Seus amigos podem ganhar o que for, mas não de mim. Ou melhor, de qualquer um
dos papais noeis.
– Por que
isso, agora?!
– Simples,
garoto. Existem presentes que engrandecem e os que nada significam. Os que
engrandecem, são as bênçãos como vida, capacidade de ter sentimentos de bondade, sabedoria, amor ao próximo. Saúde, para
desfrutar tudo isso com as pessoas queridas.
– Nunca vi
nenhuma criança pedir isso.
– Não
precisa pedir. A gente recebe quando nasce. É só cultivar, deixar crescer no
coração e viver corretamente.
– Tá. E
onde entra o tablet?
– Não
entra. Fica de fora.
– Então, e a
bola, o carrinho de plástico, o livro... ?! – disse Joãozinho resignado.
– Essas
coisas, na verdade, não são os verdadeiros presentes. Embora tenham esse nome,
são simples lembretes.
–
Lembretes?!
– É. A
cada ano, na época do Natal, cada um de nós, crianças de todas as idades,
jovens, adultos e velhos, também, recebemos uma dose de reforço das energias
renovadoras do dom da vida.
– Igual quando a gente toma vacina?!
– É mais
ou menos por aí entende?
– Acho que
sim... Sem falar que o carrinho quebra, não é?
– Isso. O
carrinho quebra, bicicleta roubam, tablet fica superado... Mas, a energia
divina, a essência do Natal, permanece sempre forte e renovável. Opa! Acho que
já falei demais. Escuto a sineta do trenó que deixei parado aí na porta. As
renas ficam impacientes quando me demoro. Temos que visitar meio mundo, ainda.
Meio mundo mesmo!
Nisto,
alguém acende a luz da sala e Joãozinho olha para o lado do corredor para ver
quem estava ali. Era Marta, mãe dele, que ouviu vozes e foi ver.
– Acordado
esta hora, moleque? Já pra cama! - disse.
– Vim
falar aqui com o... (Joãozinho olhou para o lado da árvore de Natal, mas, não
havia ninguém na sala além dele e a mãe). Janelas e porta de entrada estavam bem
trancadas. O menino quis explicar para a mãe o que acontecera, porém, desistiu.
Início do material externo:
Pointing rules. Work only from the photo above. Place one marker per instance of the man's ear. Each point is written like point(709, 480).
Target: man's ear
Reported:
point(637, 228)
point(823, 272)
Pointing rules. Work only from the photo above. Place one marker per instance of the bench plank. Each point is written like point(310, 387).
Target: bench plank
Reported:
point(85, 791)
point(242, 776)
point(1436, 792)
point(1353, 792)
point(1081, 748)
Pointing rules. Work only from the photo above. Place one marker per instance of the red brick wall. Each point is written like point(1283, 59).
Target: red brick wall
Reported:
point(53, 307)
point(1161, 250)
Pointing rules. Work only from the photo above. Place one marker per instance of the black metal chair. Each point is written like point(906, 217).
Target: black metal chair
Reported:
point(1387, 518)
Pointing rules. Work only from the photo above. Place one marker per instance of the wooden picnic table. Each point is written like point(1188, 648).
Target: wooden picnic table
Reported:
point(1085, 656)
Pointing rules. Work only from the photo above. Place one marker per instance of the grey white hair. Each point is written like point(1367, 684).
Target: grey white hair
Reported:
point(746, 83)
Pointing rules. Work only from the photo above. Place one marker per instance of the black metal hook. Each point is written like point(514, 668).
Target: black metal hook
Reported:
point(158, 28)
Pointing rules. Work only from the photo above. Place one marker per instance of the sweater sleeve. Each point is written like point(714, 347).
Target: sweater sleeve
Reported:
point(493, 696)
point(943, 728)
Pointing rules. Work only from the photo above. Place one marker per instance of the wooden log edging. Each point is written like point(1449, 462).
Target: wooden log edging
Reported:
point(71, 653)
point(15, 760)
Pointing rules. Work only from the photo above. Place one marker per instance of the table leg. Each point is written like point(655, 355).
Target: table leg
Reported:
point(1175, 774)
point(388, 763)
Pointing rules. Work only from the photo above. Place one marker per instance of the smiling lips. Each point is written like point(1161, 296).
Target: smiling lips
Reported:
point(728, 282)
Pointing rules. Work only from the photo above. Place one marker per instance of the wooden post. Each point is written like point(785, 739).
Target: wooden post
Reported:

Ela não acreditaria mesmo.
Joãozinho caminhou pensativo em direção ao quarto e –
engraçado – sentia-se mais leve, mais responsável apesar de seus oito anos. Nem
se ligou em ver o presente que o velho deixara ao pé da árvore enquanto
conversavam. Só foi lembrar-se na manhã seguinte ao acordar. Foi direto para a sala.
De fato, lá estava alguma coisa caprichosamente embrulhada.
Abriu o mais rápido que pode e... surpresa! Era um tablet – e da êipou!
Percebeu, entretanto, que isso para ele já não tinha mais
tanta importância. Tratava-se apenas de
“um lembrete”, como dissera Papai Noel. Deixou-o cuidadosamente ali para depois
explorá-lo. Naquele momento, foi em direção à cozinha tomar o café da manhã
e, pela primeira vez, sem precisar que a
mãe insistisse. Ele estava crescendo de corpo e alma.